The Facebook page for the campaign offers cheeky answers to hypothetical questions that some people, who may disagree with the campaign, could ask. For instance, in case there were people who thought that the campaign was "idiotic," the organizers said, "That's very shrewd of you. Yes, you're correct. We know that; an idiotic campaign for an idiotic man."
In another example, answering the hypothetical query about how the organizers should focus on local leadership, the organizers said, "You miss the point. We're doing this for the amusement as it will annoy him, but yes, we'll support any good ideas regarding the shower of British idiots who run our own country."
It could be a surprise to some but there are quite a few Americans who also support the British campaign, if you look at the comments below the Facebook post. Even Canadians have expressed solidarity with the United Kingdom campaign. So, it wouldn't be wrong to say that Trump's critics come from diverse backgrounds. Transnational solidarity, if you may.

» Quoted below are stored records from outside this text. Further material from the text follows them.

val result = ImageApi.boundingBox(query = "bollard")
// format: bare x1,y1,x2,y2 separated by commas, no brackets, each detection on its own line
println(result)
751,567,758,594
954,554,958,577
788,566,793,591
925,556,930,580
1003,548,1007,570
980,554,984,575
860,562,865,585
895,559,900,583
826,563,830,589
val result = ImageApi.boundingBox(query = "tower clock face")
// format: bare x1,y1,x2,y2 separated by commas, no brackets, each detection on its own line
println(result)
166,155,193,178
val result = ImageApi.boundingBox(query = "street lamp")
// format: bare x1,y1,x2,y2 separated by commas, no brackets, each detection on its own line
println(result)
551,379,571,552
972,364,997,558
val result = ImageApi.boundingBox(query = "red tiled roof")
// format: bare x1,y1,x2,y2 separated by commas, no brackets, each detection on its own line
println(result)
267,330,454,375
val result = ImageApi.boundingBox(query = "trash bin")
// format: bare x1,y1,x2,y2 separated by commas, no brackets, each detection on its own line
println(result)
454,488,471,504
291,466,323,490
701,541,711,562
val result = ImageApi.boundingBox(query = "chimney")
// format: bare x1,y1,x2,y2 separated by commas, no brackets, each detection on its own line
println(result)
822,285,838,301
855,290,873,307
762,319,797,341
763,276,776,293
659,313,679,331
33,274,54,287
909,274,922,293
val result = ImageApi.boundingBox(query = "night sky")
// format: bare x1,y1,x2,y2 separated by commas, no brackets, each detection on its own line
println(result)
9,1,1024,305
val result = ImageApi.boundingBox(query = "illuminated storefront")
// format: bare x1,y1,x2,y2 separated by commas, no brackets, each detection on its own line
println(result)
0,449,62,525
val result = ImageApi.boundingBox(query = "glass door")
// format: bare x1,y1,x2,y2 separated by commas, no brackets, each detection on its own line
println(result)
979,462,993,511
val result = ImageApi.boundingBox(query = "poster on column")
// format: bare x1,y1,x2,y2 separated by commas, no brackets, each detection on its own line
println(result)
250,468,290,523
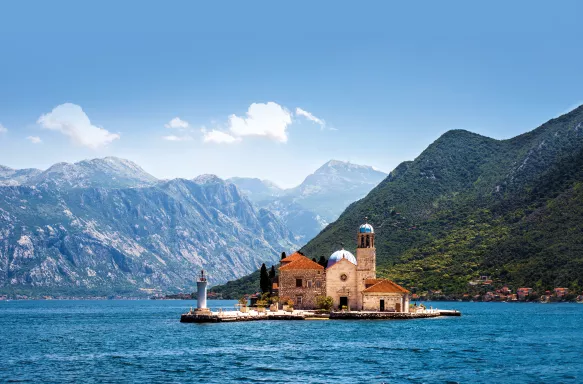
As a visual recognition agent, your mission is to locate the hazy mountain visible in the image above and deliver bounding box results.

In case you haven't heard the song, "American Idiot" is a loaded hit. It starts with Armstrong singing, "Don't wanna be an American idiot; don't want a nation under the new media; and can you hear the sound of hysteria?" to him saying, "The subliminal mind-f**k America."
From talking about the "new kind of tension" in the country, where life "isn't meant to be OK" to Armstrong singing that he's not part of a "redneck agenda," and how everyone is singing "along to the age of paranoia," Green Day's "American Idiot" is a song that can be applied to 2004 but also 2018. It's no surprise that the hit has found resonance in the other side of the pond.
But this isn't the only protest meant against Trump. In other recent examples, the mayor of London, Sadiq Khan, approved demonstrators' request to fly a huge-sized balloon that depicts Trump as a disgruntled baby with a diaper on. The balloon is expected to float over Central London. Will Trump avoid the area? According to the American ambassador to the United Kingdom, Woody Johnson, "No, the president is not avoiding anything. The president is merely trying to get as impactful a trip as he can get in a 24-hour period."
And there you have it. You can expect a gigantic baby balloon over London and a 2004 hit against poor leadership. If anything, it seems like the president's trip to the United Kingdom will be replete with all sorts of protests.